5月14日 Published inLLM Tooling

GraphGen automates the construction of knowledge graphs from unstructured text. It identifies specific areas where an LLM lacks proficiency and generates targeted question-answer (QA) pairs to bridge those gaps. The system prioritizes high-value, long-tail information over common knowledge, ensuring the resulting training data provides meaningful new insights for the model.

By sampling multi-hop neighborhoods, GraphGen captures complex relationships that span across multiple sentences. Integrated style controls ensure the generated QA pairs remain varied and natural. This process results in a dataset specifically designed to teach the model information it does not already possess.

A web-based demo is available for those who wish to test the functionality before deployment.

To start the interface, run python webui/app.py. You can upload any text source—such as agricultural manuals, healthcare records, or scientific papers—and provide your LLM API key. The tool then generates training datasets formatted for Llama Factory and other popular fine-tuning frameworks. Once the process is complete, the tool automatically cleans and sanitizes your data.

Run from PyPI

  1. Install GraphGen:

    pip install graphg
    
  2. Configure the environment variables for both the synthesizer model (which constructs the graph) and the trainee model (the one you intend to fine-tune):

    export SYNTHESIZER_MODEL=your_synthesizer_model_name
    export SYNTHESIZER_BASE_URL=your_base_url
    export SYNTHESIZER_API_KEY=your_api_key
    export TRAINEE_MODEL=your_trainee_model_name
    export TRAINEE_BASE_URL=your_base_url
    export TRAINEE_API_KEY=your_api_key
    

    Execute the following command:

    graphg --output_dir cache
    

Run from Source

  1. Install the required dependencies:

    pip install -r requirements.txt
    
  2. Configure the environment by copying the example file:

    cp .env.example .env
    

    Edit the .env file and input the six variables listed in the PyPI section above.

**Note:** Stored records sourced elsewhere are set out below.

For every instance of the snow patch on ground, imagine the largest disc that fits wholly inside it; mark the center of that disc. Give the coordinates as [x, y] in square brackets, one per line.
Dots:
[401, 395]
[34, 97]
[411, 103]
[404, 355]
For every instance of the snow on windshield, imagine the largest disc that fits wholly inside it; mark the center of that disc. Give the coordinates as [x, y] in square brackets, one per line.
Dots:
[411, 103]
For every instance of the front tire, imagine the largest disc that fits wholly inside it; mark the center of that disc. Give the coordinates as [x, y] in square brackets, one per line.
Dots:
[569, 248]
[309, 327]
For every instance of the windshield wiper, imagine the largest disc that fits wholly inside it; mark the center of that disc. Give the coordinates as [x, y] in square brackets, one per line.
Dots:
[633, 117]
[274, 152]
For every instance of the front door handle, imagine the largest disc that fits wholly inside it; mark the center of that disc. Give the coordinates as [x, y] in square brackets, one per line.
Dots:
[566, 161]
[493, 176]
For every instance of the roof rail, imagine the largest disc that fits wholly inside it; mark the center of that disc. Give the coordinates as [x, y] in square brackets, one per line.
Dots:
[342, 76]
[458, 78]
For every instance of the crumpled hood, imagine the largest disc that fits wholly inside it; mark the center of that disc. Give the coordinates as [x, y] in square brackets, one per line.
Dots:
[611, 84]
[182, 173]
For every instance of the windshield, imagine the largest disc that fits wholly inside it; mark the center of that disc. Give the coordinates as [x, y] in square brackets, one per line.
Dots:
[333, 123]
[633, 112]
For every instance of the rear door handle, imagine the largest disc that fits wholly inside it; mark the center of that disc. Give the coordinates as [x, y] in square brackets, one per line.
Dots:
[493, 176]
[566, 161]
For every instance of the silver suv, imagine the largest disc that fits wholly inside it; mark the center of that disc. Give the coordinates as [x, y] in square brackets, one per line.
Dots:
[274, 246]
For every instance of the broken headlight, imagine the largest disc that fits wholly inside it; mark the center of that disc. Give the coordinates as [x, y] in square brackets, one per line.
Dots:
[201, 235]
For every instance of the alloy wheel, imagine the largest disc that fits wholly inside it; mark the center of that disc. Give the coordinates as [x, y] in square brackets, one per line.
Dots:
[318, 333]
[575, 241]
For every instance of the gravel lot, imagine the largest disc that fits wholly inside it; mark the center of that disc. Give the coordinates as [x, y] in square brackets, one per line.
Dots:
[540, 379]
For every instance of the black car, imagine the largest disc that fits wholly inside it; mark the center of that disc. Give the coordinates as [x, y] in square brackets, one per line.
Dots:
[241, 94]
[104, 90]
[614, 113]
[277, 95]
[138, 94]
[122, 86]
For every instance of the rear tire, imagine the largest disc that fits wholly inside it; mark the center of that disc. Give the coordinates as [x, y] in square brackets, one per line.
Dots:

  3. (Optional) Adjust the generation parameters in configs/graphgen_config.yaml.

  4. Execute the generation script:

    bash scripts/generate.sh
    
  5. Review the generated data:

    ls cache/data/graphgen
    

Run with Docker

  1. Build the Docker image:

    docker build -t graphgen .
    
  2. Launch the container:

    docker run -p 7860:7860 graphgen
    

How GraphGen Works

1. Knowledge Construction The system parses source documents to extract entities and their corresponding relationships, forming a detailed, fine-grained knowledge graph.

2. Understanding Assessment GraphGen evaluates the LLM's current understanding of the extracted graph. By calculating the Expected Calibration Error (ECE), it identifies exactly what the model knows and where it is uncertain. Nodes associated with high error rates are prioritized, as these represent the specific facts the model lacks.

3. Graph Organization The extracted knowledge is organized into clusters. Various sampling strategies then determine which subgraphs are the most relevant to convert into training data.

4. QA Generation

  • Atomic QA: Focuses on single-fact inquiries, such as "What is the boiling point of water at sea level?"
  • Aggregative QA: Requires the model to summarize, compare, or analyze multiple related facts.
  • Multi-hop QA: Generates complex questions that force the model to connect several disparate pieces of information to reach the correct answer.